Figure 5.64. Radiograph of ankle joint of a 14-year-old boy.
The trochlea of the body of the talus fits into the mortise formed by
the medial and lateral malleoli. Epiphysial (growth) plates are evident
at this age.
Ankle Joint
The ankle joint (talocrural articulation)
is a hinge-type synovial joint. It is located between the distal ends
of the tibia and the fibula and the superior part of the talus. The
ankle joint can be felt between the tendons on the anterior surface of
the ankle as a slight depression, approximately 1 cm proximal to the
tip of the medial malleolus.
Articular Surfaces of the Ankle Joint
The distal ends of the tibia and fibula (along with the inferior transverse part of the posterior tibiofibular ligament) (Figs. 5.63A and 5.65B) form a malleolar mortise into which the pulley-shaped trochlea of the talus fits (Fig. 5.64). The trochlea (L. pulley) is the rounded superior articular surface of the talus (Table 5.18A).

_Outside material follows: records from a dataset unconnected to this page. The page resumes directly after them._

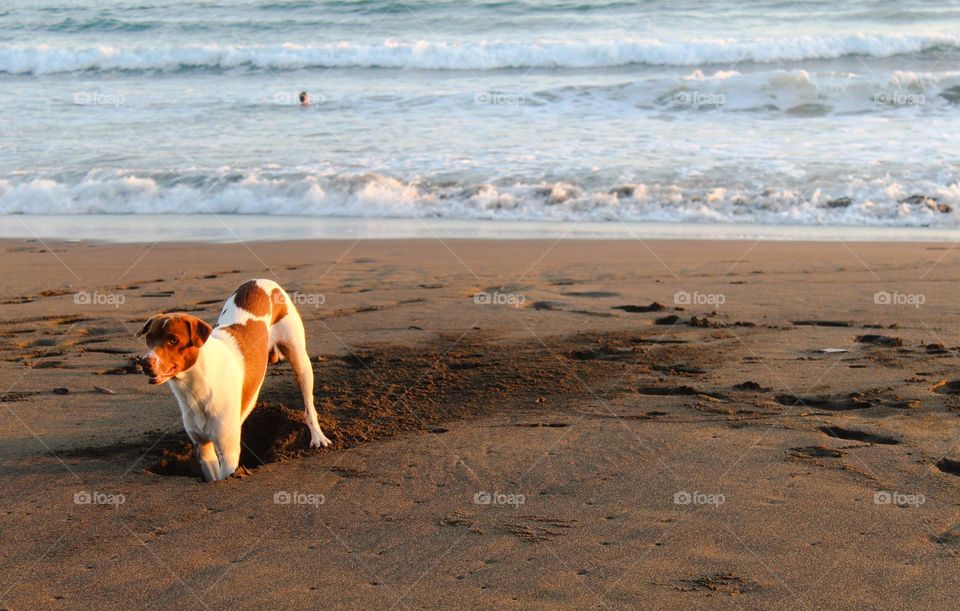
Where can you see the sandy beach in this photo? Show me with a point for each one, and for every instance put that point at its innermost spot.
(516, 424)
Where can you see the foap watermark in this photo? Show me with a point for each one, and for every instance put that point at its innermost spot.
(95, 497)
(309, 300)
(498, 498)
(282, 497)
(498, 298)
(698, 298)
(698, 498)
(899, 299)
(698, 99)
(899, 98)
(499, 98)
(99, 299)
(98, 98)
(892, 497)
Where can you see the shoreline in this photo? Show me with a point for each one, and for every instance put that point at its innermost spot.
(218, 228)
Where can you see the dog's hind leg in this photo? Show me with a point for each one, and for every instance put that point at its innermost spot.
(292, 343)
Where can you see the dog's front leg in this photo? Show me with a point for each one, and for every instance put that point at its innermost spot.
(228, 450)
(209, 463)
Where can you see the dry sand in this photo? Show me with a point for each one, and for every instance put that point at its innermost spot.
(590, 412)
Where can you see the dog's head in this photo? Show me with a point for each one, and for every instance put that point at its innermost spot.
(173, 345)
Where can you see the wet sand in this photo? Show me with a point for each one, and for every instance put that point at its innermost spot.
(609, 423)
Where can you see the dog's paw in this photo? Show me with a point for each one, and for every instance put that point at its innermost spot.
(319, 441)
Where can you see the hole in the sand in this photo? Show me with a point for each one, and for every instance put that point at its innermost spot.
(592, 294)
(272, 433)
(680, 368)
(816, 452)
(357, 360)
(879, 340)
(822, 323)
(749, 385)
(602, 354)
(838, 403)
(635, 309)
(681, 390)
(945, 387)
(855, 435)
(948, 465)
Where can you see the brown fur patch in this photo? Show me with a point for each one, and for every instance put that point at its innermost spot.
(279, 306)
(253, 339)
(252, 298)
(176, 340)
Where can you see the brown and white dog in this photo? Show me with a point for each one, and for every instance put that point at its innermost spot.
(216, 373)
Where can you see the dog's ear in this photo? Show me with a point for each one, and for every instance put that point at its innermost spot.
(145, 327)
(199, 331)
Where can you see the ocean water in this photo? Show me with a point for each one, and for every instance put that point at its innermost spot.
(760, 113)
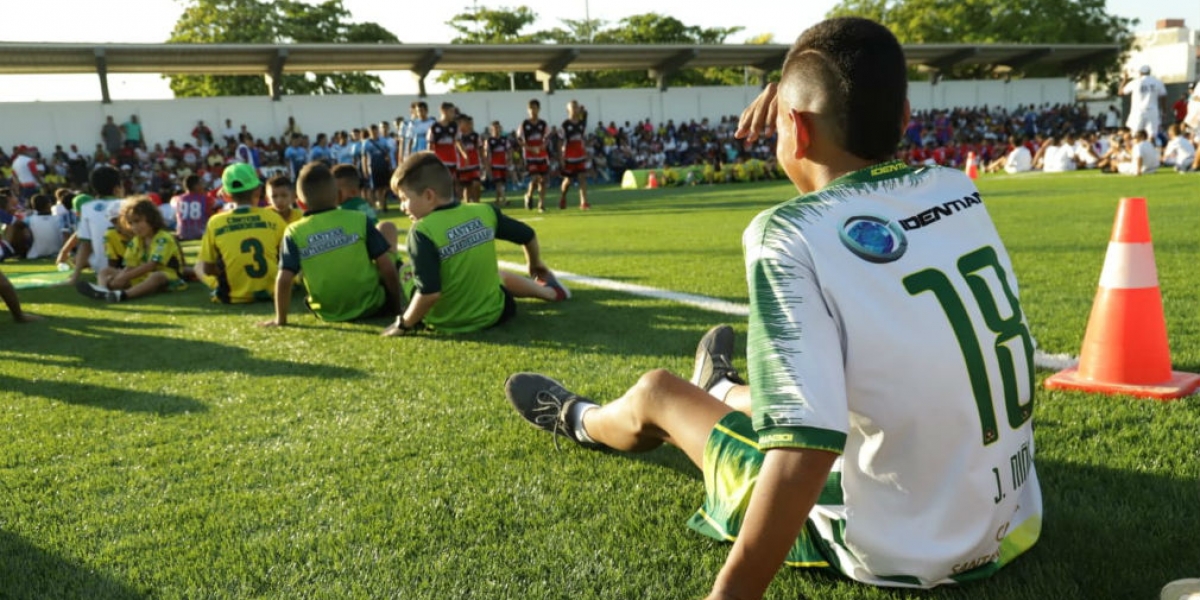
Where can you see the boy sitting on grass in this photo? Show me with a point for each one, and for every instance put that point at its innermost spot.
(869, 441)
(154, 261)
(347, 269)
(240, 249)
(281, 192)
(453, 249)
(349, 197)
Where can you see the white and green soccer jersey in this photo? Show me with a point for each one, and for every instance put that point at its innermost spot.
(885, 325)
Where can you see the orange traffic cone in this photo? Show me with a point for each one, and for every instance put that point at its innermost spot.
(972, 166)
(1126, 348)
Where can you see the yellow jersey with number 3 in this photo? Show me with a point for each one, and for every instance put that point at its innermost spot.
(244, 244)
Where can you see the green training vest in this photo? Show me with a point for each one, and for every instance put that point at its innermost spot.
(471, 283)
(339, 274)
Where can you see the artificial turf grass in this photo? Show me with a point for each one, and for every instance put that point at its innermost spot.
(323, 462)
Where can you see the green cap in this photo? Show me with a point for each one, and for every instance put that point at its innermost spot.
(239, 177)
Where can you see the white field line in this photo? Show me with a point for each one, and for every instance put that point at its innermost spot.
(1053, 361)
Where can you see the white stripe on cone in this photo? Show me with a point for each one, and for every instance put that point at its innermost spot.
(1129, 267)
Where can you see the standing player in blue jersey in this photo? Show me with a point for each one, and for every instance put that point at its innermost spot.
(419, 130)
(496, 162)
(575, 154)
(888, 432)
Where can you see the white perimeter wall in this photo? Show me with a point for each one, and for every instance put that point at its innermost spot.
(46, 124)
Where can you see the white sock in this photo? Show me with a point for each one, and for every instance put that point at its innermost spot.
(720, 389)
(575, 419)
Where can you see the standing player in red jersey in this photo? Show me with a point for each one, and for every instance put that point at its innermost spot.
(496, 156)
(443, 141)
(575, 154)
(192, 209)
(532, 136)
(468, 160)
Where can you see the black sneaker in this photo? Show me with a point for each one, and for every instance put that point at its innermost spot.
(714, 359)
(91, 291)
(545, 403)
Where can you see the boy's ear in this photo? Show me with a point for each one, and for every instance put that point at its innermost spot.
(802, 130)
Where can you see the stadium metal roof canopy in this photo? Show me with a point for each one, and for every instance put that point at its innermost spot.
(546, 60)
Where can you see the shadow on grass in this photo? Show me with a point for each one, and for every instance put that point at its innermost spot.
(99, 396)
(598, 321)
(1108, 533)
(30, 573)
(115, 346)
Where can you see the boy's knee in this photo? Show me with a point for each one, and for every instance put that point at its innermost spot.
(652, 385)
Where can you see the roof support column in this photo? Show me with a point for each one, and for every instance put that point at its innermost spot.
(553, 66)
(423, 67)
(670, 66)
(274, 76)
(102, 71)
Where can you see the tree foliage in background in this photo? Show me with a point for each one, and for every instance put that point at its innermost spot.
(273, 22)
(510, 25)
(1000, 22)
(493, 25)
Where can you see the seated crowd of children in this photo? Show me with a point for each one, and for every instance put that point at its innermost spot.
(347, 261)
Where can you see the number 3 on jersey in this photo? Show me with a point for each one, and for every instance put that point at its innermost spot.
(971, 268)
(258, 255)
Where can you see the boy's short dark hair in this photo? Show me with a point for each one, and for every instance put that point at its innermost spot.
(280, 181)
(42, 204)
(347, 174)
(143, 208)
(105, 180)
(317, 186)
(862, 69)
(421, 172)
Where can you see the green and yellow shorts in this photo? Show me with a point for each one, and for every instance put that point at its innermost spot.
(732, 462)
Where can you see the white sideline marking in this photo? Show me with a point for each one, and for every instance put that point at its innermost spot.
(1041, 359)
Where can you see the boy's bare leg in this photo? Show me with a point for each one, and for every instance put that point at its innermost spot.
(525, 287)
(660, 407)
(738, 399)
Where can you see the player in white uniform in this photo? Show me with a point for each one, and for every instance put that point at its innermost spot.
(889, 433)
(95, 220)
(1193, 119)
(419, 130)
(1147, 101)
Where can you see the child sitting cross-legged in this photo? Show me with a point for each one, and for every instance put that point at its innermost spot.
(154, 261)
(456, 286)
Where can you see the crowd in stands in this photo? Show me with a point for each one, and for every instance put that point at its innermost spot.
(1051, 138)
(184, 179)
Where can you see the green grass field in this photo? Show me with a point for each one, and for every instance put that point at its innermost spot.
(168, 448)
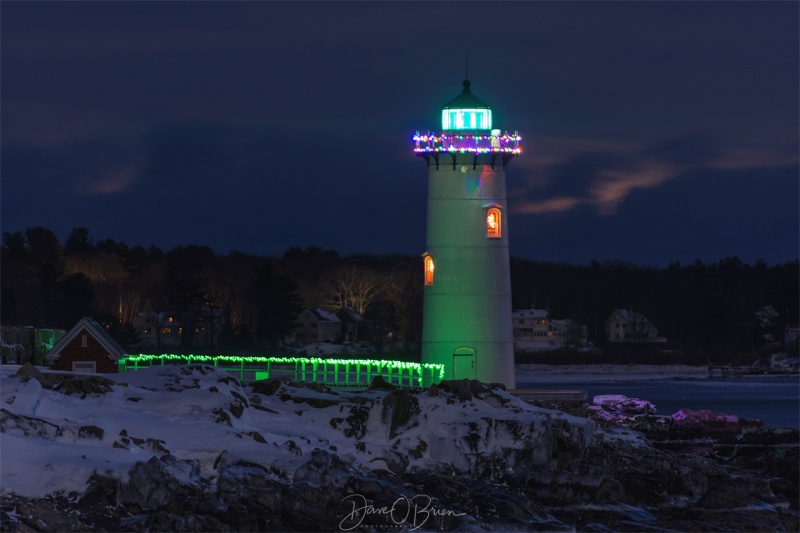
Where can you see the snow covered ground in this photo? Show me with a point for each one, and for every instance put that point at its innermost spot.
(53, 442)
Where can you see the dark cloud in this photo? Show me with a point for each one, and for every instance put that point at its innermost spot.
(261, 125)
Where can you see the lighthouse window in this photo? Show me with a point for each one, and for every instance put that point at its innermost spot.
(494, 223)
(429, 268)
(466, 119)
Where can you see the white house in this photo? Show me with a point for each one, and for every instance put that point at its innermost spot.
(626, 325)
(535, 330)
(317, 325)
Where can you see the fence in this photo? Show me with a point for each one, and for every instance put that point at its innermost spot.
(340, 373)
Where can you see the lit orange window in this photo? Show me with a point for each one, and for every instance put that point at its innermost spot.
(429, 267)
(494, 223)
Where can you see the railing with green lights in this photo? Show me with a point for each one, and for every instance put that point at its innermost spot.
(344, 373)
(481, 144)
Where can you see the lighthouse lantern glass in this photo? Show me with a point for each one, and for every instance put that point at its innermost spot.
(466, 119)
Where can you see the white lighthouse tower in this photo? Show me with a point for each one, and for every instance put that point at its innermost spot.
(467, 299)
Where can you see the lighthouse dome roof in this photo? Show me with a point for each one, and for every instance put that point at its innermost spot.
(466, 100)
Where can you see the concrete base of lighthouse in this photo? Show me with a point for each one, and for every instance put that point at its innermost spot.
(467, 307)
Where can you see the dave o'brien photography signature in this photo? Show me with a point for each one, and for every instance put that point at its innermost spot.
(412, 512)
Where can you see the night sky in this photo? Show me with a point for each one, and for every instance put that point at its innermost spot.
(652, 132)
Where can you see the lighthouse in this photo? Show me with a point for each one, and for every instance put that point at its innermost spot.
(467, 281)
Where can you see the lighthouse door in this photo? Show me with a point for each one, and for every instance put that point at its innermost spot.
(464, 363)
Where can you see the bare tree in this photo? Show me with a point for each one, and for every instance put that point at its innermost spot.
(351, 285)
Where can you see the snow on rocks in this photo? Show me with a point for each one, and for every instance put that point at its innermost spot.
(619, 408)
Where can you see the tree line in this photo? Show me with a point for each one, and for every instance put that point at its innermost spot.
(704, 309)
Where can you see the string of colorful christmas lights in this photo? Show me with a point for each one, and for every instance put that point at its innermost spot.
(467, 143)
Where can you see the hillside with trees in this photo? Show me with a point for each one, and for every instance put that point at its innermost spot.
(704, 310)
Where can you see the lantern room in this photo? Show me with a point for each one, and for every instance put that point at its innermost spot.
(466, 112)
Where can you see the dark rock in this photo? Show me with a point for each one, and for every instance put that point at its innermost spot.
(151, 487)
(379, 383)
(28, 371)
(85, 385)
(90, 432)
(403, 406)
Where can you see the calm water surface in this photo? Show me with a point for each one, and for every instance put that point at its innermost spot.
(775, 401)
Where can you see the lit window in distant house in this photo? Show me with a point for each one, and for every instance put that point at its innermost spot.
(494, 223)
(429, 268)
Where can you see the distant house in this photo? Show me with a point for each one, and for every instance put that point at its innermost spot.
(27, 344)
(534, 329)
(87, 347)
(354, 326)
(626, 325)
(317, 325)
(158, 329)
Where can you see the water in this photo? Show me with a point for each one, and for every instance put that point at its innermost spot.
(775, 401)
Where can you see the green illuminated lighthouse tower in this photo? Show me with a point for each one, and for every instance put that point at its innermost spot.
(467, 300)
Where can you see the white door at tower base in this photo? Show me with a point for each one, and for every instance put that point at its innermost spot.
(464, 363)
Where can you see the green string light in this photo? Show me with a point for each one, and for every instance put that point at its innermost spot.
(419, 368)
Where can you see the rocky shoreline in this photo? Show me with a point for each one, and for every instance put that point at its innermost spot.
(461, 456)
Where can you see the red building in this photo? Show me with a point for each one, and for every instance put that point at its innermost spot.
(87, 347)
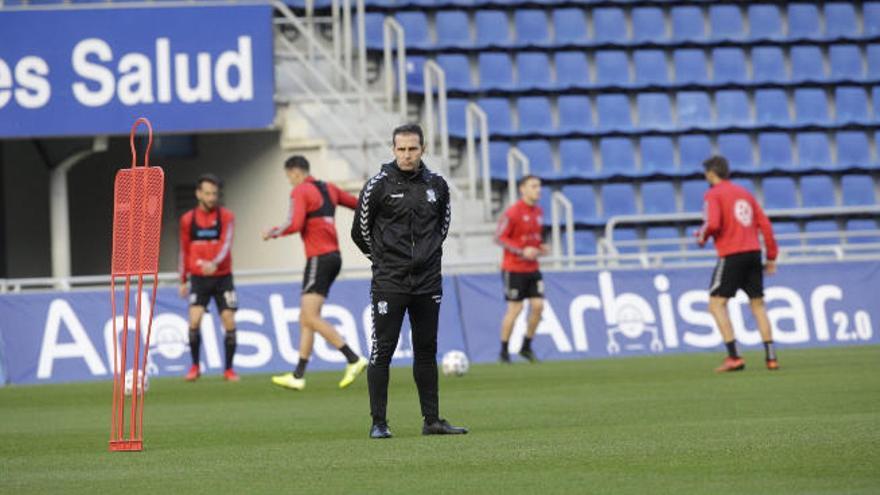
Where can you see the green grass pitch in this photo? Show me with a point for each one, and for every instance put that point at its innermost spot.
(663, 424)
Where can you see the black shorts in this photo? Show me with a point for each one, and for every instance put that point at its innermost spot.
(202, 289)
(738, 271)
(519, 286)
(320, 273)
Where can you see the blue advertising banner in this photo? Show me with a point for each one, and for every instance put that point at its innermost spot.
(67, 336)
(75, 72)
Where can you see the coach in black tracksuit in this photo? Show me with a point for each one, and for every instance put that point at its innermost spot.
(401, 220)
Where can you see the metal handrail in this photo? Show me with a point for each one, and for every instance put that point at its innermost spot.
(390, 27)
(432, 71)
(557, 200)
(473, 113)
(514, 157)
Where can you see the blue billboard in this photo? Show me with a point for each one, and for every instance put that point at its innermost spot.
(67, 336)
(80, 72)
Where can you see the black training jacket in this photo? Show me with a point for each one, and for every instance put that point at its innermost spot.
(400, 223)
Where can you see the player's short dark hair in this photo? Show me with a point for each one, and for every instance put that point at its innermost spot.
(526, 178)
(210, 178)
(719, 165)
(297, 161)
(409, 129)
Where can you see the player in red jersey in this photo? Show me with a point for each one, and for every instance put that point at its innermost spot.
(206, 234)
(520, 234)
(733, 218)
(312, 208)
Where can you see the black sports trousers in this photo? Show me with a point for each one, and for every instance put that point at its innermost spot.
(424, 314)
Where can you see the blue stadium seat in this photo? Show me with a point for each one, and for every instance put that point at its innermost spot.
(810, 106)
(456, 115)
(779, 193)
(583, 202)
(648, 24)
(609, 25)
(650, 67)
(694, 149)
(846, 62)
(612, 67)
(572, 69)
(576, 158)
(806, 63)
(871, 18)
(570, 26)
(729, 65)
(533, 71)
(786, 229)
(458, 71)
(498, 113)
(694, 109)
(690, 66)
(775, 151)
(575, 114)
(737, 148)
(531, 27)
(859, 226)
(726, 22)
(817, 191)
(853, 149)
(496, 71)
(654, 110)
(765, 21)
(814, 150)
(415, 28)
(771, 107)
(373, 25)
(821, 226)
(613, 110)
(540, 158)
(732, 108)
(661, 233)
(658, 198)
(584, 242)
(687, 23)
(857, 190)
(840, 20)
(692, 192)
(851, 104)
(452, 28)
(618, 199)
(492, 28)
(803, 20)
(535, 116)
(872, 53)
(618, 156)
(658, 155)
(498, 159)
(768, 64)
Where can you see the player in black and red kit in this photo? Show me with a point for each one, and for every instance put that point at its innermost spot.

The medial surface of the lateral malleolus articulates with the
lateral surface of the talus. The tibia articulates with the talus in
two places:
  • Its inferior surface forms the roof of the malleolar mortise, transferring the body’s weight to the talus.
  • Its medial malleolus articulates with the medial surface of the talus.
The malleoli grip the talus tightly as it rocks in the
mortise during movements of the joint. The grip of the malleoli on the
trochlea is strongest during dorsiflexion of the foot (as when “digging
in one’s heels” when descending a steep slope or during tug-of-war)
because this movement forces the wider, anterior part of the trochlea
posteriorly between the malleoli, spreading the tibia and fibula
slightly apart. This spreading is limited especially by the strong
interosseous tibiofibular ligament as well as the anterior and
posterior tibiofibular ligaments that unite the tibia and fibula (Figs. 5.63A and 5.65).
The interosseous ligament is deeply placed between the nearly congruent
surfaces of the tibia and fibula; although demonstrated in the inset
for Figure 5.63A, the ligament can actually be observed only by rupturing it or in a cross section.
The ankle joint is relatively unstable during
plantarflexion because the trochlea is narrower posteriorly and,
therefore, lies relatively loosely within the mortise. It is during
plantarflexion that most injuries of the ankle occur (usually as a
result of sudden, unexpected—and therefore inadequately
resisted—inversion of the foot).
Joint Capsule of the Ankle Joint
The joint capsule is thin anteriorly and posteriorly but is supported on each side by strong collateral ligaments (Figs. 5.65 and 5.66; thin areas of the capsule have been removed in Figure. 5.65,
leaving only the reinforced parts—the ligaments—and a synovial fold).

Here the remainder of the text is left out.